Step 2: Sampling for data richness
Second, to ensure that we would have enough data for our synthesis, we focused on the richness of the data within the remaining included studies. We based this decision on the rationale that rich data can provide in-depth insights into the phenomenon of interest, allowing the researcher to better interpret the meaning and context of findings presented in the primary studies . To our knowledge there is no existing tool to map data richness in qualitative studies. We therefore created a simple 1–5 scale for assessing data richness (see Table 2). After assessing the data richness of the remaining included studies, we sampled all studies that scored a 4 or higher for data richness.

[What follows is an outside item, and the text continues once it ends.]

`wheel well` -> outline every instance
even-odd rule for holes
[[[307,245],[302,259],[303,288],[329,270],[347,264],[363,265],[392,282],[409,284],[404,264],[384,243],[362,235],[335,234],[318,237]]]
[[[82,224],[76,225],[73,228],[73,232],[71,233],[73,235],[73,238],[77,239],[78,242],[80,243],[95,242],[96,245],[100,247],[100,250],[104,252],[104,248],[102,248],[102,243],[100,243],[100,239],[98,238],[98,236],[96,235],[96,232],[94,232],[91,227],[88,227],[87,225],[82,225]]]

Step 3: Sampling for study scope / sampling for match of scope
Finally, we anticipated that studies that closely matched our objectives were likely to include data that was most valuable for the synthesis, even if those data were not very rich. After applying the first two sampling steps, we therefore examined the studies that remained and sampled studies where the study findings and objectives most closely matched our synthesis objectives. Studies were eligible for inclusion in the synthesis if they included at least one theme regarding parental perceptions about vaccination communication. However, many of these studies focused on parental perceptions of vaccination or vaccination programs rather than on parental perceptions of vaccination communication more specifically. In this final sampling step, we looked for studies that had primarily focused on parental perceptions about vaccination information and communication but had not been sampled in the first two steps. For example, an article exploring what informs parents’ decision making about childhood vaccination  was not included in step 1 as it was not from a low or middle income country or in step 2 as it scored a 3 for data richness. It was sampled in step 3 as its focus on information closely matched to the synthesis objectives.
We listed studies that met our inclusion criteria but were not sampled into the analysis in a table in the published qualitative evidence synthesis. The table provided the reason why the study was not sampled. This table provides readers with an overview of the existing research literature, makes our decision making process transparent and allows readers to critically appraise our decisions.
After the qualitative evidence synthesis was completed, we mapped the step during which each study was sampled and the number of findings to which each study had contributed. (See Appendix 1) We did this to see if the step at which the study was sampled into the review had an impact on the number of findings it contributed to; allowing us to see if studies sampled for richer data or closeness to the review objective did actually contribute to more findings.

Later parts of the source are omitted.